The block of text at the upper left shows the point forecast,
or best guess of the numerical degree day forecast. While the point forecast is
expressed as an exact number, the certainty that the result
will turn out to be this number is extremely low.
The point forecast is only given to represent the middle, or center, of the forecast distribution, and does not
imply that we can make an accurate numerical forecast.
Underneath the point forecast, the anomaly forecast,
or the departure of the point forecast from the normal, is shown. Beneath the anomaly forecast is the normal (or center)
, based on the observations during the normal base period as discussed above. The normal is represented by the degree day total that corresponds to the mean temperature.
To the right of the above set of numbers, the percentile (%ile) shows the percentage of cases in the fitted
climatological distribution that would be expected to be lower than or equal to
the point forecast. For example, if the %ile is 60.0, the point forecast ranks at or above 60.0 percent of the
climatological distribution, and less than 40.0 percent of it. It is a forecast
for a somewhat, but not highly, above normal degree day total. Because of the fairly large degree of
uncertainty in the outcome of our forecasts, it is not common for our point forecasts to rank in the top or bottom 20 percent of the climatological distribution. Beneath the %ile of the
forecast, the forecast percentage of the normal degree day total is shown.
Next is given the linear correlation between the mean temperature and the
degree day total for this location and season. When the mean temperature is
far enough away from 65 degrees F (e.g. Minneapolis in winter, or Miami
in summer), there is a -1.00 correlation between temperature and heating
degree days and a +1.00 correlation between temperature and cooling degree
days. This implies that the degree day forecast is completely determined
by the temperature forecast. When daily temperatures within the season
may be on the opposite side of 65 degrees than it normally is, the linear
correlation with temperature is degraded and degree day totals vary more
slowly and less predictably as a function of seasonal mean temperature than would otherwise be the case. The degree to which the degree day versus temperature
relationship departs from linearity is shown by the "Cor with T" statistics.

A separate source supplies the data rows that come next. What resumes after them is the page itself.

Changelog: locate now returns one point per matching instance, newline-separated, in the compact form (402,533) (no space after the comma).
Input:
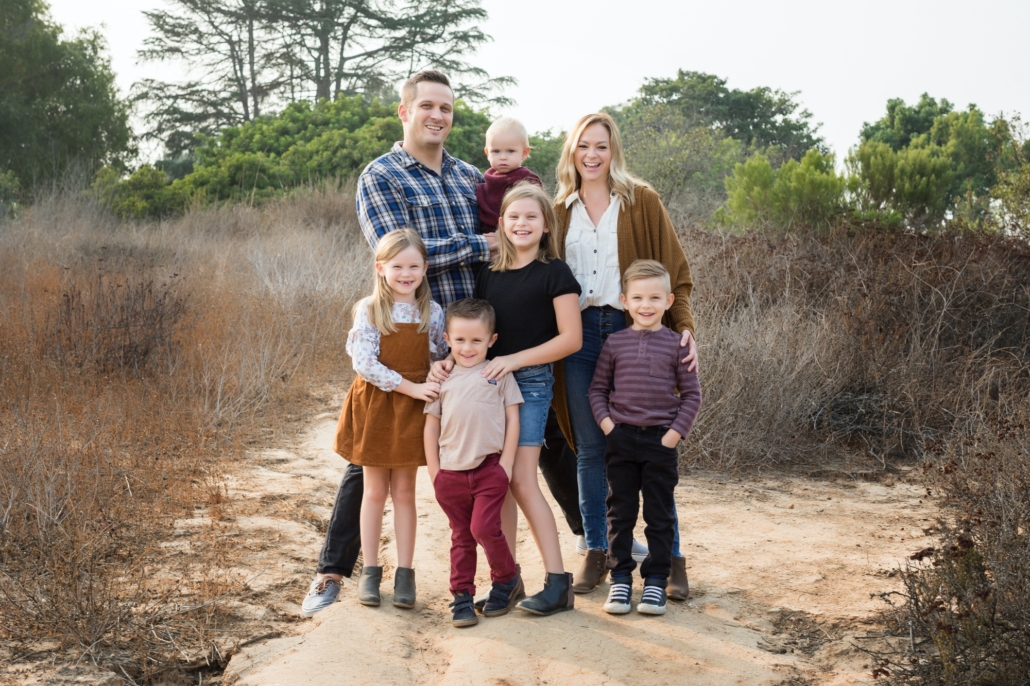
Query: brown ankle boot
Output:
(592,572)
(679,588)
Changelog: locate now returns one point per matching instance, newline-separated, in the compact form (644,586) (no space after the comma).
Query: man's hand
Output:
(687,341)
(498,367)
(671,439)
(492,242)
(440,370)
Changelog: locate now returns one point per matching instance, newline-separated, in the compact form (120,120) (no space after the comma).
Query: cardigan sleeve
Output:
(671,254)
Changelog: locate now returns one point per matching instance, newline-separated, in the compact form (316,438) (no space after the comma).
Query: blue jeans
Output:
(535,384)
(598,323)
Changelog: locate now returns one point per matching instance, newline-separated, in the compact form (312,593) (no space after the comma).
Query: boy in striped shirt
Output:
(645,401)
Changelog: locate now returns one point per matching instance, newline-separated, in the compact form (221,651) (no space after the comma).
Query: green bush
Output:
(809,194)
(304,144)
(910,185)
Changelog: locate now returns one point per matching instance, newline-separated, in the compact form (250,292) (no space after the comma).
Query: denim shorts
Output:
(535,384)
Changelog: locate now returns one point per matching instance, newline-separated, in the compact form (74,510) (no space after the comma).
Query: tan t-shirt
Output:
(472,416)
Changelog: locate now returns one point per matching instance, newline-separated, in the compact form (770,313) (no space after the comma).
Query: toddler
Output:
(507,147)
(634,400)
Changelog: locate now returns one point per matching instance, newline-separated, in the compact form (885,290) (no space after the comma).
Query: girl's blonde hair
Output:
(619,179)
(381,303)
(507,254)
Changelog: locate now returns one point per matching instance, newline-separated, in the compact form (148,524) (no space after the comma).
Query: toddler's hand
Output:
(671,439)
(440,370)
(498,367)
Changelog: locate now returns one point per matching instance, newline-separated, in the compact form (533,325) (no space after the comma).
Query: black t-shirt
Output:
(522,300)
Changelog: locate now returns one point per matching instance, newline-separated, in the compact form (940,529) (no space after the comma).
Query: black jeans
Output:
(637,461)
(343,537)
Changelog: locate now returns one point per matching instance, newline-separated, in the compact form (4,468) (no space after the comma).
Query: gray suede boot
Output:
(368,585)
(404,588)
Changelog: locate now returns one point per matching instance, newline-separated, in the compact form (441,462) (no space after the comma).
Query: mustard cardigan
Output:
(644,232)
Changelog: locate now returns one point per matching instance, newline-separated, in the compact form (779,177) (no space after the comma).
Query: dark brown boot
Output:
(592,572)
(678,588)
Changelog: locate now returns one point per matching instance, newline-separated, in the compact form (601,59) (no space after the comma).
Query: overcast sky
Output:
(847,58)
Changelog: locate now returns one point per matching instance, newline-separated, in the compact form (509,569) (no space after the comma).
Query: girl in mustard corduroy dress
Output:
(398,332)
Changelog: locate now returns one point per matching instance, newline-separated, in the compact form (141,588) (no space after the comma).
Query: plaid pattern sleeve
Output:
(397,191)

The first correlation is that of all 67 years in the 1931-97 period. The
second correlation ("mid20%") is the correlation using only the years whose
temperature was in the middle quintile of the distribution (the
40 to 60 percentile range). In restricting the
range of the temperature in this way, deviations of the correlation from
plus or minus 1.00 show up more easily (although the end of the distribution
whose temperature is closest to, or crosses, 65 degrees
generally has lower correlation than the other end), giving the user a more
sensitive indicator of lack of linearity in the heart of the distribution.
In addition to the standard versions of the point forecast, the anomaly,
and the percentage of normal, a weighted version of each of these is also
given, shown in parentheses and indicated with "w:". While the standard
version is based solely on the point forecast, the weighted version
takes the entire degree day distribution into account, incorporating the
possible nonlinear portion of the correspondence with temperature. It
integrates the degree day forecast across the its range of associated
temperatures, weighting by the probability. When the degree day versus
temperature relationship is completely linear (i.e. when daily temperatures
never cross 65 degrees), the standard and weighted degree day forecasts
should be identical. When there is some nonlinearity (e.g. southern Florida
heating degree days in Nov-Dec-Jan), then the weighted results come out
more conservative (less anomalous) than the standard results. When the two
versions differ, the version of choice depends upon the users' preference
and philosophy.
On the upper right side of the graph, 50% and 90% confidence intervals are given for the forecast. The 50% confidence interval gives lower and upper degree day totals. The lower amount
corresponds to the 25%ile (75% probability of exceedance) of the forecast distribution, and the upper amount is the amount that corresponds to the 75%ile (25% probability of exceedance)
of the forecast distribution. The values falling between these two limits form an interval that CPC believes has a 50 percent chance of occurring. The 90% confidence interval covers a
wider range of values, ranging from the 5%ile (95% probability of exceedance) to
the 95%ile (5% probability of exceedance) of the forecast. The ranges of amounts covered by the 50%
and 90% confidence intervals give an idea of the expected error associated with
the point forecast.
When the degree day versus temperature correspondence is nonlinear (skewed), the
distance upward to the top of the confidence interval is not equal to
the distance downward to the lower boundary of the confidence interval.
The ranges covered by the 50% and 90% confidence intervals are usually fairly wide, in keeping with the uncertainty associated with the point forecast. Note that there
is some uncertainty for the confidence intervals themselves, just as there is uncertainty for the probability of exceedance curves themselves (as indicated by the "error envelope").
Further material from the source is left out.